C’était celui du pélican déjà mentionné et un autre d’un ours que l’on voit de face, bien costaud. Maman les avait ramené d’un voyage au Chili, probablement le premier, qu’elle avait dû faire avec mon frère Juan lors du décès de l’abuelo, en 1979. Elle voulait les encadrer et les mettre dans la chambre d’enfant de Juan. Mais à la fin, entre chose et autre, elle ne le fit jamais.
Lorsque je les ai trouvé, ça m’a rendu heureux et, bien que Picasso ait dit un jour que « la peinture n’est pas faite pour décorer les appartements », je les ai encadrés et accrochés en bonne place au salon.
Pourtant, comme le montre Edgar Poe dans La lettre volée, on est parfois incapables de voir l’évidence qui est devant nos yeux.
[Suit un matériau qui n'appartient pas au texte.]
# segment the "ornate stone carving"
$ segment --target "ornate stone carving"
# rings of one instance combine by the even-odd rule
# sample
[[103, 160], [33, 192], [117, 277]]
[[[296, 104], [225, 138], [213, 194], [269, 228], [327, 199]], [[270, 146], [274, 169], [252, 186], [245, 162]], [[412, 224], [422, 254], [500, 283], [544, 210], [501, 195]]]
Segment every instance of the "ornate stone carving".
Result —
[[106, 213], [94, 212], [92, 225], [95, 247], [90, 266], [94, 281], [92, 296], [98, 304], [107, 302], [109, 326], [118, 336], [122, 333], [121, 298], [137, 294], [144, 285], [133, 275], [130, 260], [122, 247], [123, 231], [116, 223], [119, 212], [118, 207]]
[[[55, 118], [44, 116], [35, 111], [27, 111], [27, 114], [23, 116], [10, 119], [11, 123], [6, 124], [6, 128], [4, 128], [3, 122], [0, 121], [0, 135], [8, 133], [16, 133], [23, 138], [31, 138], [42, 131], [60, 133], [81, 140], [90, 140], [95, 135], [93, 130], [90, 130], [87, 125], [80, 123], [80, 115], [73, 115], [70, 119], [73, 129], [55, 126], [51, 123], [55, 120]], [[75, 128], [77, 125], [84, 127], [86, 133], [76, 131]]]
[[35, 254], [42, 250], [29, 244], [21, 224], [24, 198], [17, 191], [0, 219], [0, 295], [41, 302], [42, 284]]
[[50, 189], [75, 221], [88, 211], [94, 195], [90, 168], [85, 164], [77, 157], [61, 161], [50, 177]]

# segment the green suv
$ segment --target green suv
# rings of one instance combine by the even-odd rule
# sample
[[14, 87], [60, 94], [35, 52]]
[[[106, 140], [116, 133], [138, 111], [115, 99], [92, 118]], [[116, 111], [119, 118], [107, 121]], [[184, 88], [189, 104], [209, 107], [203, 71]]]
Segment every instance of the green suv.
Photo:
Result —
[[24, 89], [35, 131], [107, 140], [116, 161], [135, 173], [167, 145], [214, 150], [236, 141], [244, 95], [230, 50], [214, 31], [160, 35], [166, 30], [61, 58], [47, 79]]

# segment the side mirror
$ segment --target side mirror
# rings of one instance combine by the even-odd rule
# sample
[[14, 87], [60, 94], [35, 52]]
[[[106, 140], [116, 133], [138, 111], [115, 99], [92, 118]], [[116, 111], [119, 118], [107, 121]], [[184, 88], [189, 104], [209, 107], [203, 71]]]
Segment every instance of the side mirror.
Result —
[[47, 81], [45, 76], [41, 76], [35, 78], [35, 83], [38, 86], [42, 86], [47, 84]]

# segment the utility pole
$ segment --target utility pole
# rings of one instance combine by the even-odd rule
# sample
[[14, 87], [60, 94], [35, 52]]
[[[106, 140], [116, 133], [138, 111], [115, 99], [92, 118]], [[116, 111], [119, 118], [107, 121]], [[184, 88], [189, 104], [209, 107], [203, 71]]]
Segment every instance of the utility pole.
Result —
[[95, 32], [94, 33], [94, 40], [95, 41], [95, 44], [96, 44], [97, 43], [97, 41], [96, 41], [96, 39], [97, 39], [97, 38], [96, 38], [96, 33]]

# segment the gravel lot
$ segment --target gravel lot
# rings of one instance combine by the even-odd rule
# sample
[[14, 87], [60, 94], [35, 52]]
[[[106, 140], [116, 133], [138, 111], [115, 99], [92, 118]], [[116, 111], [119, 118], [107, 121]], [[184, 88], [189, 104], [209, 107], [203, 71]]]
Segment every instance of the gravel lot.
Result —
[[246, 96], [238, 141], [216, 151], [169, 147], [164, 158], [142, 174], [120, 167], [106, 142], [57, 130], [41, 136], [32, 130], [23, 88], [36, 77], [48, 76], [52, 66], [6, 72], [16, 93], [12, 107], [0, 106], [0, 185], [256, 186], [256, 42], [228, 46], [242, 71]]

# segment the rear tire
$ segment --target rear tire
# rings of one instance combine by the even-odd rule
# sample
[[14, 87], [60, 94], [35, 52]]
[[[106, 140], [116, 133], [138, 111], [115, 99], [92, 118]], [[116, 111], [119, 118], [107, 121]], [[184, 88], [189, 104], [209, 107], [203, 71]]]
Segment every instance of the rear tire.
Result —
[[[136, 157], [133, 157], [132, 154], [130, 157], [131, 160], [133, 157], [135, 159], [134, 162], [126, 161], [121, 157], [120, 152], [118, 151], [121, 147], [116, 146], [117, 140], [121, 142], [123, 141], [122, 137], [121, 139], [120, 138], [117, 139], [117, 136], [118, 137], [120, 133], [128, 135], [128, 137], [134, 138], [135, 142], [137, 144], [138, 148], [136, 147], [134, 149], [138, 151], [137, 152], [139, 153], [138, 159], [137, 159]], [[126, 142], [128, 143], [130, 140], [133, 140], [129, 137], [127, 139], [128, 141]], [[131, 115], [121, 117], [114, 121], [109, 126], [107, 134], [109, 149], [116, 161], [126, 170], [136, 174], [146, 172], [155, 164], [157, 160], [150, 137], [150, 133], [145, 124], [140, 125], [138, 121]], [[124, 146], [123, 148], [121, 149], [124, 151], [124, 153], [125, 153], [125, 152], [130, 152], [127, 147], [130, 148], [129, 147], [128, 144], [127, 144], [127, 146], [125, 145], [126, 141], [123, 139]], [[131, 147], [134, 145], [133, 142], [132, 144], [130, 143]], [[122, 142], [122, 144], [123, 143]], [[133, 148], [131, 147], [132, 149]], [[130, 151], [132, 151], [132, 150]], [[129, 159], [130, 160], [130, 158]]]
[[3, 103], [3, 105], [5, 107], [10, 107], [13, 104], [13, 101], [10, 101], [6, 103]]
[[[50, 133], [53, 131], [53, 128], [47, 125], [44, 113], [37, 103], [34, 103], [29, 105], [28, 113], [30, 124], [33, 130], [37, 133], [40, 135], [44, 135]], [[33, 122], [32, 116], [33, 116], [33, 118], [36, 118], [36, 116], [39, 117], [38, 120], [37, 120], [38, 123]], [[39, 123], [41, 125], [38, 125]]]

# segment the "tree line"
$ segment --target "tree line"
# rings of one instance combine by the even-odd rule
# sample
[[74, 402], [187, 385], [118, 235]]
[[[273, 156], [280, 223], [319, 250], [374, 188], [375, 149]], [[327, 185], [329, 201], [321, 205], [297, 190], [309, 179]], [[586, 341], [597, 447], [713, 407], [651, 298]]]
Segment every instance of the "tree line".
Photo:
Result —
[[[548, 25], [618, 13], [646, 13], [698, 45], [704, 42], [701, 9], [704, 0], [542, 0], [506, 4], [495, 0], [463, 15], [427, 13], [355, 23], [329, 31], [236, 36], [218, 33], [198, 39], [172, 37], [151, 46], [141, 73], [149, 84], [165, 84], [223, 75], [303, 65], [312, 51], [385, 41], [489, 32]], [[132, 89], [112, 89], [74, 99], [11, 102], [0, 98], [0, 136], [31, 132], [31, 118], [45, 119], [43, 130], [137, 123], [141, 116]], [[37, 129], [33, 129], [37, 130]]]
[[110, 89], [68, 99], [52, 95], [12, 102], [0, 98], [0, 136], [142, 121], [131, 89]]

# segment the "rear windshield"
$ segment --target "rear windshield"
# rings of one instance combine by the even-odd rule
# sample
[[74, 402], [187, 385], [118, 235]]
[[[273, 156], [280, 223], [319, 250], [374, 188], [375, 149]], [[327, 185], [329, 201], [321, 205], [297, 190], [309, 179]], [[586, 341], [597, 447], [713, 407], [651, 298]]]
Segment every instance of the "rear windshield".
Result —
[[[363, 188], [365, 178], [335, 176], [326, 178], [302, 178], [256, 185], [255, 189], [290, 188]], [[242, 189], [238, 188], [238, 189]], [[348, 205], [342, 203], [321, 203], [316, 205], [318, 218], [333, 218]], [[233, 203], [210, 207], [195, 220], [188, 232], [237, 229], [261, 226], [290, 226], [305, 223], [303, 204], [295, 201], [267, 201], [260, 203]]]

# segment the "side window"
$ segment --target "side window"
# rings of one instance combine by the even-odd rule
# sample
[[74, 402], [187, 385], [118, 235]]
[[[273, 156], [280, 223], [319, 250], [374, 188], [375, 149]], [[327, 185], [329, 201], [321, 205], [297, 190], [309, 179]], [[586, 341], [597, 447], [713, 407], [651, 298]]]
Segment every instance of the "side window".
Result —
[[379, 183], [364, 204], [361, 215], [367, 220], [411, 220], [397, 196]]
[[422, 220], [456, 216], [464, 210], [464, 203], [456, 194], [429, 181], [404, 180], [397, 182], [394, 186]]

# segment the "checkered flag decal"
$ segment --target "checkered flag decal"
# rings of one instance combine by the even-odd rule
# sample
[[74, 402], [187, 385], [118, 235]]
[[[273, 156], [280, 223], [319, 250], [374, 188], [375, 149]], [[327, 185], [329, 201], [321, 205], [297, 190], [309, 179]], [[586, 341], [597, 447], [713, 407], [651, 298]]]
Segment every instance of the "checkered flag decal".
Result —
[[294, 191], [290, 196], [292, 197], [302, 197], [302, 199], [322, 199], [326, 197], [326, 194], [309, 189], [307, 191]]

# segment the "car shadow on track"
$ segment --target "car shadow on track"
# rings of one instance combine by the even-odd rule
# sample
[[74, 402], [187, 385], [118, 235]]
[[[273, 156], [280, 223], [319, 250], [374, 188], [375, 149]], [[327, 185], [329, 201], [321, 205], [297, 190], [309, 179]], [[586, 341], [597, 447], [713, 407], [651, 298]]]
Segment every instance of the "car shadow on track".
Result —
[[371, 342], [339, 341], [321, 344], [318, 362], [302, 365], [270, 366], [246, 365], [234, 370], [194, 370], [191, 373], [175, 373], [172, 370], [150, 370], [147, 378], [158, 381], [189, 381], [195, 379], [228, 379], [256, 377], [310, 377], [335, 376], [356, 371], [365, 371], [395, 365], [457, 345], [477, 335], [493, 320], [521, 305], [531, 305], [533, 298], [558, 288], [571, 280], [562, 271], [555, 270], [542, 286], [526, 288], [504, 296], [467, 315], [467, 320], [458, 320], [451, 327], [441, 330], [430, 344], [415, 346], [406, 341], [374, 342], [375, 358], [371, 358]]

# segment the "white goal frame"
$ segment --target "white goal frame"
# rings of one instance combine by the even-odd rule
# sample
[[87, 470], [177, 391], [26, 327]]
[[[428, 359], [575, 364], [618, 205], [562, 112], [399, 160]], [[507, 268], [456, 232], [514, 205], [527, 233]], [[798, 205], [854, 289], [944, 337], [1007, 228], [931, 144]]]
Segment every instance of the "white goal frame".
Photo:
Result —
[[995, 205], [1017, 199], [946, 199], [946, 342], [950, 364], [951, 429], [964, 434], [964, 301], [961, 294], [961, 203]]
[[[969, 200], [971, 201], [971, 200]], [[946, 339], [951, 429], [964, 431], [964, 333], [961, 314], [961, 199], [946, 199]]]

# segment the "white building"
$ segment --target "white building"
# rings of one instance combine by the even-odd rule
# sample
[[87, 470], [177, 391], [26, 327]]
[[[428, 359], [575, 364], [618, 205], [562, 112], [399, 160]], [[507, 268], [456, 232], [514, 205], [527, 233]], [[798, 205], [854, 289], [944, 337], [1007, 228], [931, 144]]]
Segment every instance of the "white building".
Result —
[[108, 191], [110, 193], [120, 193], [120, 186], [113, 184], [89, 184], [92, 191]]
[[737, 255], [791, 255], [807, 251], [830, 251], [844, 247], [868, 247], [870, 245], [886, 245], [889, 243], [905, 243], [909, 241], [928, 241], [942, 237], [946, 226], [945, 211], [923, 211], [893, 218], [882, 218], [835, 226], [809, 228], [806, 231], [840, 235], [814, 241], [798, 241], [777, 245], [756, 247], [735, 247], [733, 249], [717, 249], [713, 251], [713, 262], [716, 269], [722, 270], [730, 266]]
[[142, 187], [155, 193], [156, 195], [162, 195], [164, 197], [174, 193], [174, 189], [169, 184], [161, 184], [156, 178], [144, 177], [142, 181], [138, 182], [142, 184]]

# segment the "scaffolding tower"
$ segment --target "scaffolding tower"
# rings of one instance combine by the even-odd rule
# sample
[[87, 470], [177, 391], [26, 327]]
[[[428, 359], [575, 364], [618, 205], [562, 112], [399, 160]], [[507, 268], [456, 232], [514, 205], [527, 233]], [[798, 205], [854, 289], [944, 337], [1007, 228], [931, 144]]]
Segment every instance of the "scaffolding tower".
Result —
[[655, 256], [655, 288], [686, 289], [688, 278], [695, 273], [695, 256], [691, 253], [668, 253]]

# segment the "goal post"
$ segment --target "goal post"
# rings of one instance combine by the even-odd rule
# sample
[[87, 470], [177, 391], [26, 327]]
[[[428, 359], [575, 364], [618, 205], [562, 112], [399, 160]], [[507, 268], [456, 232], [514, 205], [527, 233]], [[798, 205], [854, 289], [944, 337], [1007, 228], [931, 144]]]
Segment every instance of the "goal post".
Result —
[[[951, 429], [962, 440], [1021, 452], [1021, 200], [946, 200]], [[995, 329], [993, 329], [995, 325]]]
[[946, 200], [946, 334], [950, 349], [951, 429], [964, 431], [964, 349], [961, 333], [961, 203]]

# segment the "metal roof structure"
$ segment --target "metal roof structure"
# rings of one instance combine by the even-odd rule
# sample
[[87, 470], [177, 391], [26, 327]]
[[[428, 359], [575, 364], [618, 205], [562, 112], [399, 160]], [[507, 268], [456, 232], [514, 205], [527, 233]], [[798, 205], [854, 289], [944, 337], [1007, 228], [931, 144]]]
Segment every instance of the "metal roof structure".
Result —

J’ai mis plusieurs mois, voir des années, à remarquer l’extraordinaire coïncidence.
De ce que j’ai pu feuilleter des dessins qu’a fait l’abuelo, plusieurs n’ont même pas de signature, la grande majorité ne porte pas de date et, quand il y en a une, elle se limite à l’année en deux chiffres. Des milliers de dessins qu’il a faits, l’un des deux qui sont arrivés par hazard à la maison, après avoir été pour ainsi dire perdus pendant plus de dix ans, est signé, dit exactement où il a été fait et porte une date avec jour, mois et année.
L’abuelo Guillermo a fait le portrait de mon pélican à Palmar, en Equateur, très exactement la veille de ma naissance.
Lorsque je m’en suis rendu compte j’en suis resté ébahi. Depuis lors, j’ai toujours bien aimé raconter cette découverte -comme je le fais maintenant- et y penser me rend plutôt heureux. Mais pendant longtemps, plus d’une fois cela m’a fait peur de l’imaginer, et ce jusqu’à provoquer ces frémissements au cours desquels on se regarde dans les abîmes de la folie.
Je crois que la vérité a surgi pour la première fois plutôt comme une blague, un jour que je racontais l’histoire à une ou un amie : « ... Donc moi, ce n’est pas une cigogne qui m’a ramené d’Alsace, mais un pélican de l’Equateur. Des îles Galapagos, plus exactement. »
Bon... enfin... au moins depuis lors c’est là ma vérité, un de ces « mythes fondateurs » auxquels on se plaît à croire pour pouvoir penser le monde qui nous entoure. Comme les tableaux de l’abuelo, ce monde n’est rien de plus ni de moins que ce que réussit à nous en donner notre perception. Mais il se transcende lui-même lorsqu’on sait le regarder et le penser comme savait le faire l’abuelo.